The farthest Eastern boundary of the European continent makes the perfect landscape for a new addition to the quirky Wes Anderson canon. But more on that later. First our story.
It gains inspiration from the writings of forgotten Viennese author of the 30s and 40s Stefan Zweig. In fact, the author’s own plot device is used in this story of friendship, love, and murder. An inquisitive writer (Jude Law) from the 1960s becomes intrigued by the aging proprietor of the Grand Budapest Hotel Zero Moustaffa (F. Murray Abraham).
The rather mysterious figure is glad to tell his story and how he came to acquire the iconic hotel. And that’s where our real story begins, back in 1932, with concierge and small time celebrity M. Gustave (Ralph Fiennes). He is a dying breed of a man, full of culture, a bit effeminate, and known to wine and dine older patrons. He also has an immense affinity for poetry.
It was under his leadership that the young, stoic bellboy Zero got his start. What an exciting beginning it was. One of Gustave’s most faithful patrons, Madame D (Tilda Swinton), dies suddenly and he is bequeathed the priceless painting Boy with Apple.
The family of the deceased is in an uproar led by belligerent son Dmitri (Adrien Brody). Soon Gustave has become the strangest of fugitives as he is wanted for the murder of the old lady.
During that time, young love springs up and Zero meets the love of his life Agatha (Saoirse Roman), a spunky baker who returns his affection.
Now the imprisoned Gustave takes part in an escape attempt a la Le Trou except this rendition is successful to a degree. Faithful Zero meets up with his mentor, and Gustave turns to the only ones he can. The concierges from all the surrounding area. They oblige, getting the two fugitives away, but soon Dmitri’s cold-blooded assassin Jopling (Willem Dafoe) is on their tails at a local monastery.
War is imminent and back at the Grand Budapest things do not look promising. The ever fearless Agatha agrees to go fetch Boy with Apple, but she is soon spotted and pursued by the ever brutish Dmitri who tries to use his gun. That’s not a smart thing when all the rooms are full of quartered soldiers and a chaotic gunfight ensues.
In the aftermath, a second will is uncovered that makes M. Gustave the sole owner of the Grand Budapest and many other possessions that Madame D owned.
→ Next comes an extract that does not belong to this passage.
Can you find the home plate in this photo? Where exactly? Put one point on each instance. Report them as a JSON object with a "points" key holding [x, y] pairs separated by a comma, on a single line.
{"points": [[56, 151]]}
In a Deja Vu moment, Gustave and Zero ride the train once again before getting boarded and questioned. Always the gentlemen, Gustave defends Zero who is targeted for his immigration status. It was in that way the story ends and returns to the young author and elderly Zero Moustaffa.
He never could bear to give up the Grand Budapest despite the toll of Communism. It’s not because of Gustave, but his dear Agatha who died only two years after. It’s his only link to the happiest times of his life.
What The Grand Budapest Hotel ends up being is an odd mix of black comedy and romantic sentiment all wrapped up in an Anderson world.
His shots are often framed symmetrically and muted pastels abound as well as scaled miniatures, creating his always distinctive mise-en-scene. He is also a fan of a smooth moving camera often involving zooms.
Anderson is obviously a student of cinema and his film at times are reminiscent to 30s fair such as Grand Hotel and The Rules of the Game. He also channels another famed Viennese Ernst Lubitsch who was a master of highbrow romantic comedies.
Hotel also boast a superb cast comprising most of Anderson’s stock company. If there’s anyone who has been in more than one of his movies, they are probably in this one, even for just an instant.
So given the normal Wes Anderson flair or eccentricities, this film is visually pleasing and quite entertaining. It is a worthy follow up to Moonrise Kingdom, darling.